Oliver, who originally comes from Gillingham, suffered the loss of his twin girls in October 2019 and struggled with the pain and agony.
He has since become a father to a daughter, born in September 2020 - just one month before the creation of Angels United.
Oliver believes the club can honour the memory of his twin girls and those who have also suffered child losses, but he also feels it can build a brighter future and unite bereaved parents under one umbrella.
Oliver said: “We met through another support group and then in October 2020, 15 dads that have lost children at all ages came together.

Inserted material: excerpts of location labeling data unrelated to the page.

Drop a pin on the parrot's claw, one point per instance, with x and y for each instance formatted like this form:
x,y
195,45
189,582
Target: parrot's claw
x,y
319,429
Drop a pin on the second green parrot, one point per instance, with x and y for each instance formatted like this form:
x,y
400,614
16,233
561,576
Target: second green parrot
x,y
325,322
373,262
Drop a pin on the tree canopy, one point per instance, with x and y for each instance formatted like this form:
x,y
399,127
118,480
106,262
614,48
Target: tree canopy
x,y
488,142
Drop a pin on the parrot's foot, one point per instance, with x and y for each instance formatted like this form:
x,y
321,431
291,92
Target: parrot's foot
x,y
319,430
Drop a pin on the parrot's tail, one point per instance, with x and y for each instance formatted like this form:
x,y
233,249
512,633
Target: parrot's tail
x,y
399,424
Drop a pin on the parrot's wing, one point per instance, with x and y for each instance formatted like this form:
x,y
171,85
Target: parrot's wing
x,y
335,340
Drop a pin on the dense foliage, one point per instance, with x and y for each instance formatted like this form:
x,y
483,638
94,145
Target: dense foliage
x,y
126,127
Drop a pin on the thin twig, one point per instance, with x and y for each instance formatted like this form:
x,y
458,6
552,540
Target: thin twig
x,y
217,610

“I lost my twin girls who were born sleeping in October 2019. Our manager’s son passed away at the age of 18 from meningitis. We came together to challenge men’s mental health through the power of sport, but it’s not just to help dads, it’s to help the whole family. We’ve got a mums and partners’ support group that is being slowly set up.
Angels United FC
LISTEN: Angels United FC was Founded in October 2020 by a group of fathers who have all lost a child. Not just for dads but for the whole family as it isn’t just fathers who are affected, it’s mothers, siblings & family who also experience the grief. We spoke to one of the players, Oliver Monk, about the reasons behind the club's creation, hisn personal tie to the club, and the plans moving forward.Posted by Tameside Reporter on Monday, January 11, 2021
“There’s also god parents, uncles and cousins. It’s to get people talking when they’ve gone through the loss of a child.
“If a player is struggling, he knows he can turn to 18 people instead of one. It’s interesting that it brings people together from different walks of life. There are policemen, event planners and guys that haven’t worked since March due to Covid-19. The one thing they’ve had to keep them going is the support of the club. We’re looking forward to when we come out of lockdown as we have some exciting plans.”
Oliver and his partner took up counselling in the wake of his daughters’ deaths, but his father had no such help and struggled with the grief. However, Oliver’s father has since found solace in Angels United and he now occupies an important role in the club’s development.
“There was nothing to support my dad with what he was having to deal with. My wife got pregnant again and then gave birth to our daughter in September 2020, but my dad struggled to accept that we were going to have another baby because he didn’t want to get excited due to previous hurt, so when we set the football club up, and even though he lives 250 miles away, he’s taken on the role as chairman.”
Due to the current limitations caused by Covid-19, the club is unable to train or play matches. However, that hasn’t stopped Oliver and the other players from putting plans in place for the coming months - the biggest of which is finding a home to train and play matches at.
There are also ambitions to secure charitable status in the future - similar to what other clubs have done across the country.